Monday, July 16, 2007
“No, I Don’t Own THAT!” or, “Let’s Not Take Ourselves So Seriously - We Read Comics, For Cryin’ Out Loud.”
(Originally posted at Komikazee. Edited.)
If there’s one thing every long-time comics fan probably has in common, it’s that there are some comic books in our collection that we’re not quick to admit we have.
No, no, own up. In the very back of that long box, with no classification and under no specific filing, there is at least one four-color-ish periodical that, though you’re loathe to part with it for some inconceivable reason, you don’t want anyone to know about. Ah, the sensitive psyche of the highly-evolved comics fan.
“Evolved, you say?” I do, indeed. And, while the following may not be exactly how it happens for every collector, based upon my own experience and observations, as well as that of many folks who I've observed and with whom I’ve conversed, it’s in the ball park.

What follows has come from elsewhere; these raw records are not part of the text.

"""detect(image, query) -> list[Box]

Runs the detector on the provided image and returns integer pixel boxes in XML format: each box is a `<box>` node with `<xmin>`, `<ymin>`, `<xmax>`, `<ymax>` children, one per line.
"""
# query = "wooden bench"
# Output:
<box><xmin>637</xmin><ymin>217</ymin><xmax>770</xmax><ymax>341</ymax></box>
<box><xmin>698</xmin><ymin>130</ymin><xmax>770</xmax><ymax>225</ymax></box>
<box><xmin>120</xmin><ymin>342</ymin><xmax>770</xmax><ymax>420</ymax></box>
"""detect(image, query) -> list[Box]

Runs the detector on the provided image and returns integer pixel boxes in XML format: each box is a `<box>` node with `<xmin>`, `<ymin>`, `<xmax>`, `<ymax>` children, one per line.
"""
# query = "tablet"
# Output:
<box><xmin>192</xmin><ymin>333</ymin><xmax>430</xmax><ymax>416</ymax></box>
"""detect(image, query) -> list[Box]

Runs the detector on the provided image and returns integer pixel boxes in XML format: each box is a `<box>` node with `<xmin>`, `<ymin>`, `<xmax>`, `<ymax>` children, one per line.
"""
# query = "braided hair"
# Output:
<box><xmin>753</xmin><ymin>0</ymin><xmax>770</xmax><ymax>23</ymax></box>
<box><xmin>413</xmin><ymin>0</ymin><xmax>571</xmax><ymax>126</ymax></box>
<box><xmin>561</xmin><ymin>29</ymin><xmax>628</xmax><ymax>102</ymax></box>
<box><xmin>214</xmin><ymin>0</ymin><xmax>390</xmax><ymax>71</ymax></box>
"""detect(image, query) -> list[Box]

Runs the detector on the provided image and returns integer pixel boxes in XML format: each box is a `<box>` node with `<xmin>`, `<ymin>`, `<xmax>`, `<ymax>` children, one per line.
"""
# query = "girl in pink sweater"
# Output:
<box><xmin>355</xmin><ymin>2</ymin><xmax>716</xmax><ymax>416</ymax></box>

You see, given time, the average collector grows quite discerning. Assuming the hobby is begun in childhood, it most likely progresses along these lines, or something similar: They begin collecting as many comics as possible, enamored simply with the sequential magic that brings such a distinctive kind of escapist entertainment. From there, they choose one or more favorite characters, seeking to acquire as many stories as possible containing that character - all of them, if possible. Eventually, they begin to notice the work of specific artists, selecting a favorite, and this leads them to follow the work rather than just a specific character. For a time, they may even seek to categorize their collection by artist, though this ill-conceived plan is usually, thankfully, short lived.
Then, as age and maturity bring expanded horizons and interests, they begin to explore different genres. Oh, not that the spandex scene loses it’s charm for all (as it does for some), but there grows a desire for something more - deeper, more meaningful storylines and characterization that resonates to a greater degree with that individual. Quite simply, something more mature.

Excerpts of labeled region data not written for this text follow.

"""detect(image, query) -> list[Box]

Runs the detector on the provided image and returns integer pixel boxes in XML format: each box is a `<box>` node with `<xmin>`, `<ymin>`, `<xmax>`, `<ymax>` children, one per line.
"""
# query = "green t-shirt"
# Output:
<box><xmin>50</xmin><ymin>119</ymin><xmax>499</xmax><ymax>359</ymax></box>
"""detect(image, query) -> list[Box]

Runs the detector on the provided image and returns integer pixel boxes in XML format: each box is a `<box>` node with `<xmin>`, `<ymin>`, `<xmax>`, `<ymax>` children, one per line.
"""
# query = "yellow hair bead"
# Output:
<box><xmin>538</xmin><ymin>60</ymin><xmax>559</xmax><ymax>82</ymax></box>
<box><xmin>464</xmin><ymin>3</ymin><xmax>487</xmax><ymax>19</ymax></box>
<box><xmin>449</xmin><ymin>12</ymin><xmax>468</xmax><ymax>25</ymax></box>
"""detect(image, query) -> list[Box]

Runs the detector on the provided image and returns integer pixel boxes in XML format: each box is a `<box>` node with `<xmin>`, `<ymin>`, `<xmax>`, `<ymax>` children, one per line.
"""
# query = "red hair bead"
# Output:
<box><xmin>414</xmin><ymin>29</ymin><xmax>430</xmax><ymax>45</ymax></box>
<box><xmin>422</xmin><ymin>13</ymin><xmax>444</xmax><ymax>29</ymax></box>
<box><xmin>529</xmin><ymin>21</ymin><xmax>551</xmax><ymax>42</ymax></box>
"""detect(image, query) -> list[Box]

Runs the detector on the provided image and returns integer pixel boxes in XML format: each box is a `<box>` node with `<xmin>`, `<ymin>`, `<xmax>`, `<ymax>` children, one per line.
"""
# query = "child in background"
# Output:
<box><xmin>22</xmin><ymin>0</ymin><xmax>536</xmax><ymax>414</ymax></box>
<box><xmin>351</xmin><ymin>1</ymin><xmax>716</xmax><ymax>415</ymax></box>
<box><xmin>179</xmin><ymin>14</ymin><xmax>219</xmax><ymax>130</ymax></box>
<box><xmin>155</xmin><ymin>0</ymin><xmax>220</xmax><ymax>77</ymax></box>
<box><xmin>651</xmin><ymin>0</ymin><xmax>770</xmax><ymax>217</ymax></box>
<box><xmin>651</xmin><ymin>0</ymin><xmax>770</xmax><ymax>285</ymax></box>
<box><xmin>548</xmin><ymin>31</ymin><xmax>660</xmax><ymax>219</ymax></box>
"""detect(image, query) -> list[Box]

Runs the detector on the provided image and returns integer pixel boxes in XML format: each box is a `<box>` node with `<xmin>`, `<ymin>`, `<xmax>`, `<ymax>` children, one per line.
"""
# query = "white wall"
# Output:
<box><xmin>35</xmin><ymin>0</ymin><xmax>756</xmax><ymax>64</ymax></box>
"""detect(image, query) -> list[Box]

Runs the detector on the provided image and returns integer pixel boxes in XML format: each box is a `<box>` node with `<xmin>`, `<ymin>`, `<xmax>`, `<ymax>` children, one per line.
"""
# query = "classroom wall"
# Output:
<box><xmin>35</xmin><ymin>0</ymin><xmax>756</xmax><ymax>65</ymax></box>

Over time, the collector becomes “refined.” Their discerning tastes lead them to pour over the new comics rack with great care, scoffing silently at much of the flotsam that seems to crowd the all-to-rare comics gems nearly out of view. They are often found rifling through the back-issue bins, seeking out those treasures of old, the heady scent of newsprint bringing on an almost euphoric state. But, alas, they sometimes come up empty handed and are left to muse over the sorry state of affairs that is today’s comics industry with a sympathetic retailer. Long-standing questions once again take center stage. “Where is today’s entertaining and affordable anthology book?” “Where are the great stories that can be read in one to three issues?” “Why can’t Erik Larson fill an issue of Savage Dragon, with great characterization, instead of meaningless fight scenes and impossibly-proportioned objects of pubescent fantasies?” Oh, the sorrow and suffering that is the collector who, esthetically, has grown more mature than the artistic field in which he or she used to find such joy.
Yet, despite this elevated sense of self, well-earned by two or more decades of ink-blackened fingers, and from having survived the almost-totally-art-driven cultural desert that was the comics industry of the early-to-mid-nineties, there remains hidden in the dark places those long-denied acquisitions. Could it be Dell's Frankenstein or Dracula, in which such long-time horror classics are made into costume-wearing superheroes of the painfully-below-average variety? Perhaps an issue (or, THE issue) of Bitter Young Cranks' Poop Jelly, purchased solely on the basis of that silly, yet somehow magical title? How about the amazing, if less-than-gritty adventures of Tod Holton: Super Green Beret? Or, even a copy of the first issue of Power-Puff Girls. After all, having been such a discriminating reader for so long, it’s only right to occasionally placate your inner..8-year-old.....(gulp) girl..? Oh, wait, you bought that because you knew it would appreciate, considering the popularity of the cartoon. Whew! That’s a relief!
Heck, even the adventures of M.F. Enterprises' Captain Marvel have been known to show up in some long-time collectors' boxes. "Split!" Hmmm. As a battle call, it's not exactly up there with "Avengers Assemble," or "It's clobberin' time," but it has it's own subtle charm. Or not.
So, be honest about those secret comics. You’ve nothing to be ashamed of, as you are a distinguished collector of the highest order! Still, it might not be a bad idea to seek out some kind of support group. Or even better, you could start one in your parents’ basement! Just be sure to let me know when the meetings are held.
(Mark Allen would like readers to know that he owns none of the comics mentioned - he’s just sympathizing with those who do. Honest.)